Here we focus on the health aspect of the paradox and suggest that intralocus sexual conflict might explain why women are less healthy than men late-in-life. Intralocus sexual conflict occurs when the sexes have different optimal values for a shared trait with a common genetic basis. For example, male broad-horned flour beetles develop enlarged mandibles and males with larger mandibles have higher fitness. However, daughters of males with large mandibles have lower fitness because of the masculinisation of the body that occurs with these genotypes. This means that alleles associated with mandibles are subjected to an intersexual tug-of-war over optimal values, with high fitness male genotypes making low fitness females. This type of conflict means that the alleles encoding a high-quality male often produce low quality females and vice versa.
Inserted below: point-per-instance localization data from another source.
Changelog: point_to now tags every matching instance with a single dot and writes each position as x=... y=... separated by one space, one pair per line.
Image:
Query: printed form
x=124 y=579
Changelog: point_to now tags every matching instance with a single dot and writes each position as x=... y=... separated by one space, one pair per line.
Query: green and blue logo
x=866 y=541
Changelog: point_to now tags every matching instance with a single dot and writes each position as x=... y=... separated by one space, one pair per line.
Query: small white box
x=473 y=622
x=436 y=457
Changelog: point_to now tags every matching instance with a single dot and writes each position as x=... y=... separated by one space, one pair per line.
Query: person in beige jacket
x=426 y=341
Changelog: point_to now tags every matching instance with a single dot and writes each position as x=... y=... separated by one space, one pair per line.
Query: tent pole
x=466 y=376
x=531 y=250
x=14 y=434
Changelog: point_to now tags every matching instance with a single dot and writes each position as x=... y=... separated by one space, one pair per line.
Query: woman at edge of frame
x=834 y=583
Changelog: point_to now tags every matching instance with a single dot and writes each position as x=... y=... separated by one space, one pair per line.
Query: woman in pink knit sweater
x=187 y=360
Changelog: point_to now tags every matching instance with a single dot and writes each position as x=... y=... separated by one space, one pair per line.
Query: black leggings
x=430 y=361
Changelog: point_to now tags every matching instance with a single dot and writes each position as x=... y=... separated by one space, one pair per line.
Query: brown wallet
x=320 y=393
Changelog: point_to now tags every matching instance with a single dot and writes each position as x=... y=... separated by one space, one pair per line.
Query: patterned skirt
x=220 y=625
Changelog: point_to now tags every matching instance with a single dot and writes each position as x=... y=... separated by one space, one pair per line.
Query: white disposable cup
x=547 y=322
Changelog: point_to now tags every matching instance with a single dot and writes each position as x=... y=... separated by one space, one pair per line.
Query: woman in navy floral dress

For intralocus sexual conflict to explain the health-survival paradox, male-benefit sexually antagonistic alleles with late-acting effects must accumulate. This is entirely feasible because women experience the menopause. This means that selection against any alleles with costly effects when expressed in females will weaken dramatically once women undergo the menopause and stop reproducing, because these alleles can only have indirect effects on female fitness. However, in men there will be selection for male-benefit alleles over the entire lifespan because men can keep reproducing until advanced ages. This would allow late-acting, male-benefit sexually antagonistic alleles to spread and accumulate in the human genome and reduce female health late-in-life, as females carrying late-acting male-benefit alleles express trait values closer to male than female optima.
To formally test this hypothesis, we assessed whether a male-benefit, sexually antagonistic allele could spread through a diploid population using an evolutionary modelling framework. We show theoretically that under biologically realistic assumptions of costs and benefits, such antagonistic alleles can accumulate. Using Drosophila model systems, we then assessed whether sexual conflict solutions are feasible by testing whether populations evolving with selection for late-life male reproduction, but with no direct selection on females (as is the case for post-menopausal women), developed late-life costs to females. Our data broadly support the predictions and suggest that intralocus sexual conflict could help explain the male-female, health-survival paradox.